Steven King is a master of storytelling, and yet, I believe that there is part of him in every story and the stories are certainly in him. When we hear his name it is his stories that we think of, because that is how we see him. Where writers are concerned, that is how we see all of them. That is also how Edward’s friends and wife saw him, as did Will when he was young, and it is also how he saw himself. We are our stories.
Everyone tells stories. None of them is perfectly true, because it is colored by what we want, what we remember, and what we believe. What we remember best and longest are stories. That is why we have trouble memorizing things that do not have a story, such as foreign language vocabulary or atomic tables and things like them. Bare lists have no story. So they are hard to remember. All of our memories are stories, and we tell them over and over, to others and ourselves.
The stories we tell ourselves become how we see ourselves. The stories we tell others are how they see us. Each of us knows if and how we embellish the stories we tell ourselves. They are secret, so they may be more truthful, but we all embellish the stories we tell others. Some just do it to make the stories interesting and others do it to make them seem more important, better people, or stronger. However, like Edward’s stories, they usually have at least a kernel of truth.
I think that this movie has that underlying theme of how we construct our identities, and how we connect with others in this way. We share stories. Most people can tell some interesting stories. Some people tell wonderful stories, just as Edward did. All of the writers we studied are very adept storytellers. The stories are important because they are how we connect. Everyone knows that other people make their stories more interesting by adding things, exaggerating, and changing little things. It is not true stories that are important, but it is truth in stories that are. The truth in Edward’s stories was how he felt about people, what he dreamed and how he wanted to help everyone. He truly felt like he was a big fish in an ocean and he wanted back in the small pond, where he felt safe because he was important there.
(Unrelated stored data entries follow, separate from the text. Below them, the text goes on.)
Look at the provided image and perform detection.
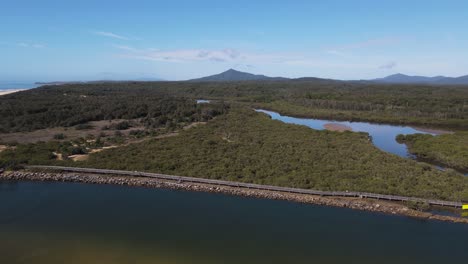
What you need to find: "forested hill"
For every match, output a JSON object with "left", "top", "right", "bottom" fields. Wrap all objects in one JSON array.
[
  {"left": 189, "top": 69, "right": 288, "bottom": 82},
  {"left": 0, "top": 80, "right": 467, "bottom": 132}
]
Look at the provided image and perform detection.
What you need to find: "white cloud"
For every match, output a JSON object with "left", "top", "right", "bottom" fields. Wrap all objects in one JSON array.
[
  {"left": 379, "top": 61, "right": 397, "bottom": 69},
  {"left": 17, "top": 42, "right": 46, "bottom": 48},
  {"left": 329, "top": 37, "right": 401, "bottom": 51},
  {"left": 32, "top": 44, "right": 45, "bottom": 48},
  {"left": 112, "top": 45, "right": 380, "bottom": 73},
  {"left": 94, "top": 31, "right": 129, "bottom": 40},
  {"left": 112, "top": 45, "right": 138, "bottom": 51},
  {"left": 324, "top": 37, "right": 401, "bottom": 58},
  {"left": 115, "top": 46, "right": 254, "bottom": 63}
]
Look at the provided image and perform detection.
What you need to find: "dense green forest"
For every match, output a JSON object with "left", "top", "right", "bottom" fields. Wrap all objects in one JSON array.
[
  {"left": 1, "top": 80, "right": 467, "bottom": 133},
  {"left": 1, "top": 81, "right": 467, "bottom": 201},
  {"left": 67, "top": 108, "right": 467, "bottom": 201},
  {"left": 0, "top": 84, "right": 228, "bottom": 133},
  {"left": 3, "top": 107, "right": 466, "bottom": 201},
  {"left": 397, "top": 132, "right": 468, "bottom": 171}
]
The relationship between Will and his father is central to the story, but not because Edward tells lies, but because Will only sees the untruths in the stories and thinks he needs to know the “real” story, the truth. He thinks that because the stories are “tall tales” that they are not true. The works we studied in this term all centered on perception and perspective. Each of the characters has a perception of themselves and the world that the story revolves around.
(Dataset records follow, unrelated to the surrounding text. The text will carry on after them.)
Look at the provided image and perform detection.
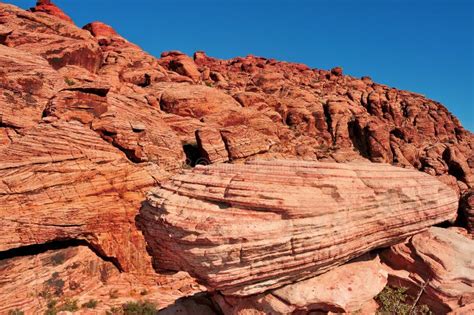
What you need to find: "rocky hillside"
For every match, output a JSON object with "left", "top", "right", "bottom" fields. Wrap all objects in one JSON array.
[{"left": 0, "top": 1, "right": 473, "bottom": 314}]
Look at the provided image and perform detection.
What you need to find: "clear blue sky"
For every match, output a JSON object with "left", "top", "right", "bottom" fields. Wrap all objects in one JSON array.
[{"left": 7, "top": 0, "right": 473, "bottom": 131}]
Faulkner’s Emily saw herself as privileged by her father’s deeds, even though it was his deeds that trapped her in the house. The heroine of Glass Menagerie and her mother each have their perception of reality, and both are as twisted as Emily’s. Will’s perspective was as a disbeliever because he saw no truth at all in his father’s stories. It was not until the end that he saw that the truth of his father’s stories was in their themes and not in their reality. He helps his father to construct that last story of how Edward dies.
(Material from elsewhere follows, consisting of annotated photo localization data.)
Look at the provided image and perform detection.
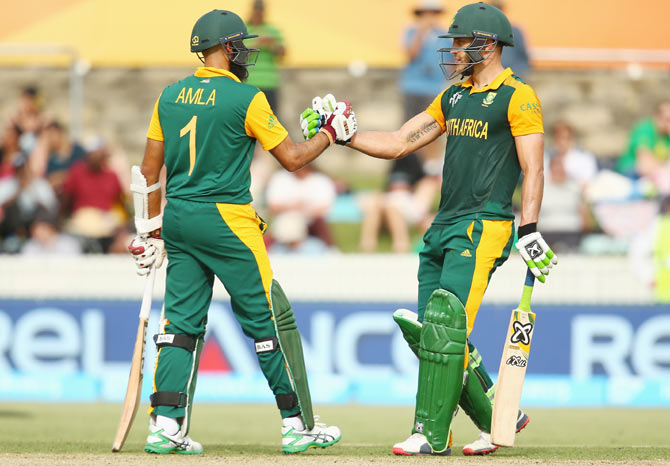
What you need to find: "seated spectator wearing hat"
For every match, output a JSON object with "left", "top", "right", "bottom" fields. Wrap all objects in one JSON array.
[{"left": 61, "top": 137, "right": 128, "bottom": 252}]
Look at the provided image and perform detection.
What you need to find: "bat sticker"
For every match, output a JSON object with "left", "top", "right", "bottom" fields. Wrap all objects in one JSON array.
[
  {"left": 505, "top": 355, "right": 527, "bottom": 367},
  {"left": 510, "top": 321, "right": 533, "bottom": 345}
]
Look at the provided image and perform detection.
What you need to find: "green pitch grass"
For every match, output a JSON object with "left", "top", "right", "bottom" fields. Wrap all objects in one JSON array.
[{"left": 1, "top": 403, "right": 669, "bottom": 463}]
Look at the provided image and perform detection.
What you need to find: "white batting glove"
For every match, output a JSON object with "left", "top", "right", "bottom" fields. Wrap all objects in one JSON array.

The funeral scene and the ending are really interesting because Edward could have written them. We see Will astonished when all those characters from his father’s stories show up for his funeral. The stories were tall tales, but the people were real. It matches with what Jenny told him about his father saving Spectre by buying it with money from all his friends. Seeing all these people fills in the blank question for all. When they start to exchange Edward’s stories, Will realizes that these are precious to them as memories of his father.
The movie ends with a scene of Will and his son. However, it is his son who is telling fantastic stories told by his grandfather to his friends. He gets help from his father, who has told them to his son quite often. So Will is taking care to share the storytelling with his son. We wonder at the end how this will affect their perceptions, their relationship, and their image within themselves, between themselves and with the outside world.